We have just started an army cadet corp in Fort Nelson, BC.  We have been issued the 1st Combat Engineers Regiment as our affiliation.  I have 9 years within the army cadets but with an infantry regiment.  I have lots to learn about the Engineers.  I am hoping that some people can help me so that I can train my cadets with some true history and show them to be proud of their regiment.

Why are engineers known with squadron's instead of corps?

Do engineers have different ceremonial dress uniforms (blues, sashes, etc)?

Does anyone know some history that can help us understand more about the engineers?

If you have any other information that can help me better train my cadets and our officer staff that would be greatly appreciated.

Thanks alot...


----------



## Nfld Sapper (3 May 2006)

Try here http://www.forces.gc.ca/admie/dgcps/CME_customs_e.htm for the Customs and Traditions of the Engineers. Also you might want to ask your affiliated unit for help on this subject.

BTW engineers don't wear sashes this is an Infantry thing.


----------



## Burrows (3 May 2006)

I doubt you were ISSUED an affiliated regiment.   More likely they agreed to sponsoring you.

The best way to learn is to talk to members of the regiment as each is different and will have different history.


----------



## Franko (4 May 2006)

Kyle Burrows said:
			
		

> The best way to learn is to talk to members of the regiment as each is different and will have different history.



Great point Kyle. I work with cadets on a regular basis and our afiliated cadet corps do ask for input as to our history and traditions, which we supply in huge quantities.

I'd say hit them up for someone to come out on a regular basis and help you out in that regard.

Good luck and please keep us posted as to your progress.

Regards


----------



## Nfld Sapper (4 May 2006)

Kyle Burrows said:
			
		

> I doubt you were ISSUED an affiliated regiment.   More likely they agreed to sponsoring you.

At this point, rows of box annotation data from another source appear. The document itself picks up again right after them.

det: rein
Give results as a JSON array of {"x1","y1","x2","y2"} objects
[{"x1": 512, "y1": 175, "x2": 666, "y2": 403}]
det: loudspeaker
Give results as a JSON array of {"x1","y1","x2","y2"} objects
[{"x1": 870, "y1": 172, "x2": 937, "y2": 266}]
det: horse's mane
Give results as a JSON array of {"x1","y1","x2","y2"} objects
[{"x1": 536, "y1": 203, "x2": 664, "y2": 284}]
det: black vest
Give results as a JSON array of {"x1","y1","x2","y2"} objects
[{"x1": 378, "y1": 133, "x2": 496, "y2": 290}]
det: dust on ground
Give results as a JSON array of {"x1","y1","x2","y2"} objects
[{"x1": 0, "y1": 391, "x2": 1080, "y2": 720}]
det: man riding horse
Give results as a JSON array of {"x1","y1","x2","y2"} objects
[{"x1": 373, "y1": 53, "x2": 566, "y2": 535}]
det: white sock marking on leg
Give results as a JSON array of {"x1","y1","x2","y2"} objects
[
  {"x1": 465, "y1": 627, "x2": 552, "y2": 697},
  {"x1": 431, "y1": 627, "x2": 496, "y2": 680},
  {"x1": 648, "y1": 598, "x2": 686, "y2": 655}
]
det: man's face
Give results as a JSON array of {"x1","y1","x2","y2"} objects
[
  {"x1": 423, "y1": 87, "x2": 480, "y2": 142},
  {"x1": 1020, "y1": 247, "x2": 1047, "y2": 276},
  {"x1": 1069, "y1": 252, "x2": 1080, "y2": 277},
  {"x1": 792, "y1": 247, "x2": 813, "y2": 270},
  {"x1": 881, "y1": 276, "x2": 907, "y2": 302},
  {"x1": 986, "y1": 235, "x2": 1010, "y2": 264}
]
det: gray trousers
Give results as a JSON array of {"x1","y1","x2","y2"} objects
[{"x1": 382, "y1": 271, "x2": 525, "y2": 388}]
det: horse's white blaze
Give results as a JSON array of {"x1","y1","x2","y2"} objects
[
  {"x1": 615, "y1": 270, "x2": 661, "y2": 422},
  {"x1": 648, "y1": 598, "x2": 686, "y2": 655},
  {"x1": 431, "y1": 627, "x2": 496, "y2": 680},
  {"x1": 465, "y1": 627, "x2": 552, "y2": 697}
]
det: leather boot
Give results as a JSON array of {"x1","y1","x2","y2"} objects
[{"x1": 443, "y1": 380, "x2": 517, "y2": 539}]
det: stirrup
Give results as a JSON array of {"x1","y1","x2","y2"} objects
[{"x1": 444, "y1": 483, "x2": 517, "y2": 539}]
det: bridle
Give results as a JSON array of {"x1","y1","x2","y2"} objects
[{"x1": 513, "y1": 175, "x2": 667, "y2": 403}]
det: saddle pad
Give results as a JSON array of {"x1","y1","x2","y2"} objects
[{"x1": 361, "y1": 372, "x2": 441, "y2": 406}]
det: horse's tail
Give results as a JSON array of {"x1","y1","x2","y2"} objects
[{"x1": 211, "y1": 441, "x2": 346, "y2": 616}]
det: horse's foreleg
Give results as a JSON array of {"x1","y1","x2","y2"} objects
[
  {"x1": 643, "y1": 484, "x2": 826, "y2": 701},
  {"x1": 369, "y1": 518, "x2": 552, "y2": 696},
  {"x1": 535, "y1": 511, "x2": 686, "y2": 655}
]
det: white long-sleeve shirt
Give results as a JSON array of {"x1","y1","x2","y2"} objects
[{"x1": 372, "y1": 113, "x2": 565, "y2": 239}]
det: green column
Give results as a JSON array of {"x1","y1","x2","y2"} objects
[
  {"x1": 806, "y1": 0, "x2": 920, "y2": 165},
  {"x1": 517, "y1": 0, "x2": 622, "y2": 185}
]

Lol, issued. BTW can't remember where I saw it but there is a NSN number for APC with troops. Asked the Sup. Tech one day how do the troops breath with all that shrink wrap? needless to say the Sup. Tech was not amused.


----------



## Nfld Sapper (4 May 2006)

Ok the moving of this topic is starting to give me whip-lash  ;D


----------



## Scott (4 May 2006)

grenier said:
			
		

> We have just started an army cadet corp in Fort Nelson, BC.  We have been issued the 1st Combat Engineers Regiment as our affiliation.  I have 9 years within the army cadets but with an infantry regiment.  I have lots to learn about the Engineers.  I am hoping that some people can help me so that I can train my cadets with some true history and show them to be proud of their regiment.
> 
> Why are engineers known with squadron's instead of corps?
> 
> ...



Grenier, 

Glad to hear that there are finally cadets in Ft Nelson. I lived there up until a little more than a year ago and miss it terribly. I was also among the group of townsfolk trying to get the Cadets to Ft Nelson in the first place, glad to hear that some of my friends succeeded - you're lucky to have a town that cares as much as Ft Nelson does about its youth, trust me.

Have fun and enjoy Cadets.

Scott


----------